Index shows more factory activity and greater confidence
ACTIVITY in SA’s manufacturing sector is improving and input costs are easing due to a firmer rand, but questions remain over how sustainable this will be.
Increased demand for domestically produced goods was one of the reasons the Barclays purchasing managers’ index (PMI) rose to a three-year high of 54.9 last month, from 50.5 in March.
The weak rand makes imports more expensive and encourages consumers to buy locally produced goods instead. “Some respondents noted that import substitution led to an improvement in domestic demand, while exports also rose,” Barclays said.
This was the second consecutive month that the index, compiled by the University of Stellenbosch’s Bureau for Economic Research, was above 50. A level above 50 indicates expansion in manufacturing sector activity. An improvement in manufacturing activity suggests that actual manufacturing output could increase, which would support economic growth.

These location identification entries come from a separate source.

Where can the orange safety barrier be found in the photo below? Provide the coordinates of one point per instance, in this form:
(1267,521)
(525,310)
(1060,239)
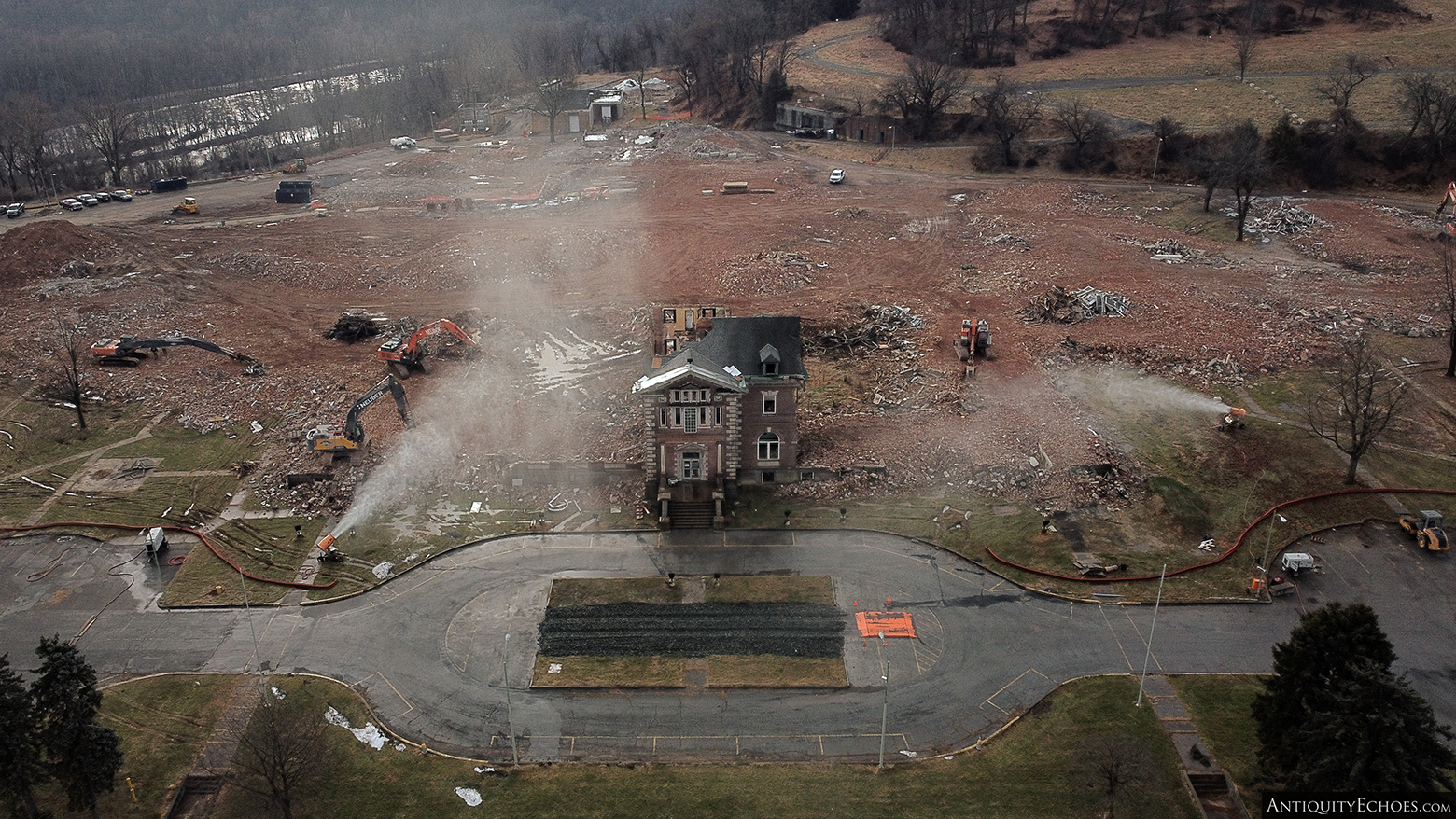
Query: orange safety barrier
(884,624)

The price index of the PMI declined, implying slower price increases and some relief for manufacturers. The decline in the price index captured how SA was benefiting from a recovery in the rand, although this trend of alleviating price pressures could be hindered by a rebound in commodity prices, Bidvest Bank head of treasury, Ion de Vleeschauwer, said.
Purchasing managers were notably more upbeat about shortterm prospects, with the index on expected business conditions in six months’ time rising 4.8 points to 55.9 last month.

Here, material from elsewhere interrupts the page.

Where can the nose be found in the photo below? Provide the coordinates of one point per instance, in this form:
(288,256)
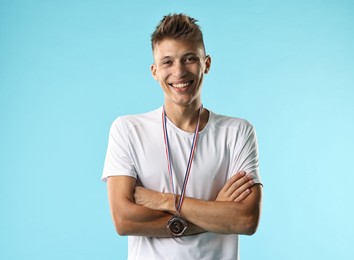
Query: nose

The sustained improvement and the broad-based nature of the uptick, with four out of the five major subcomponents improving, were encouraging signs that the sector might have reached a bottom and could continue to trend upwards in coming months, Barclays said.
“The fact that all five of the PMI’s major subcomponents are now above 50, the last time this happened was in August 2013, suggests a change of fortune,” Barclays said.
Capital Economics Africa Economist John Ashbourne cautioned that the latest index probably suggested a dissipation of the pessimism that built up late last year rather than signalling significantly improved conditions on the ground. It was too early to assume that output growth would accelerate significantly, he said.
The uptick in business activity also supported jobs, with the employment index rising for a second consecutive month. Although the index — at 50.4 — is above the key 50-point mark for the first time since April 2014, Barclays warned that this alone did not signal a turnaround in employment yet.